The Cyclemaster-style Honda boasted a handful of components in unorthodox locations. Underneath the saddle, the P50’s pressed-steel frame housed a “foam-element” that filtered incoming air, and connected to the cylinder head was a rubber connecting pipe coming from a downdraft carb. Burnt fumes left the power-plant via a small bore pipe leading to a “pancake style” silencer alongside the rear-wheel. The ignition on the Japanese scoot was provided by a flywheel magneto that utilized lighting coils with traditional contact points that would trigger an externally-mounted HT-coil which was protected inside the middle of the frame, providing the spark for a “short-reach” 10mm spark plug.

The three-quarter gallon gas tank on the P50 was housed above the rear fender, and owners didn’t have to mix oil with the gasoline every time they filled up, as the P50 was powered by a four-stroke engine.
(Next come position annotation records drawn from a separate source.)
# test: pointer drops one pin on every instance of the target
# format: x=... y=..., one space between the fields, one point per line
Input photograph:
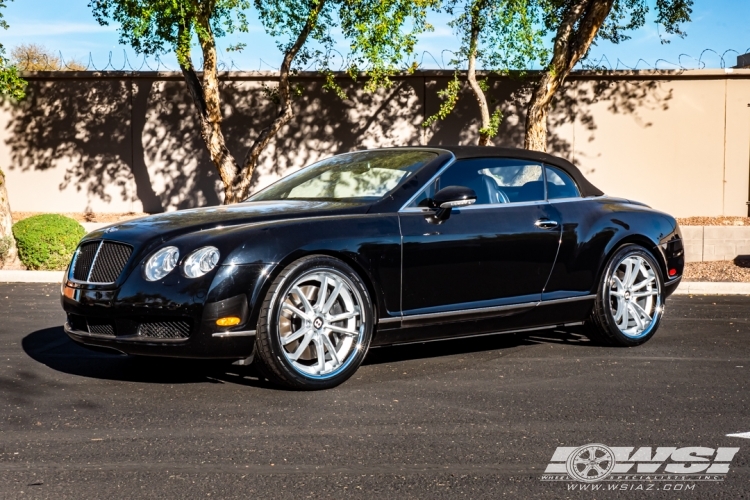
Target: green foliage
x=6 y=243
x=625 y=16
x=511 y=36
x=47 y=242
x=11 y=84
x=374 y=29
x=504 y=36
x=494 y=125
x=449 y=97
x=159 y=26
The pedal-equipped scooters and mopeds of this era were pretty much all two-strokes, but Soichiro Honda supposedly didn’t like the the obnoxious high-tone produced by a two-stroke power-plant, leading him to opt for a four-stroke engine when coming up with the P50.

This particular 1967 example is said to have been sitting dormant in storage for the last five decades. The original owner’s grandson ended up in possession of the supposedly 100% original bike before selling it to its current owner. It still has its original Honda battery that displays the marque’s logo. Obviously, this example hasn’t run in many years, but the scoot has been given some attention recently and is now said to fire right up. The original battery (comes with the sale) has been replaced with a functioning one, and the original tires were replaced too. The Japanese plates on this example are a cool touch that add some solid supplementary flavor.

Honda offered various optional parts and accessories for the P50 to make it a slightly more utilitarian runner. A front carrier mounted wire basket fitting kit, a bracket that held an auxiliary front-cycle battery-lamp, an exhaust pipe protector, and a winker kit (including battery and rectifier for charging from the flywheel magneto) were all available at dealerships. This example appears to be sporting one of these aforementioned add-ons.

You can find this 1967 Honda P50 moped (VIN: P50-A152421) for sale here on Craigslist in Scottsdale, Arizona with a price of $7,500.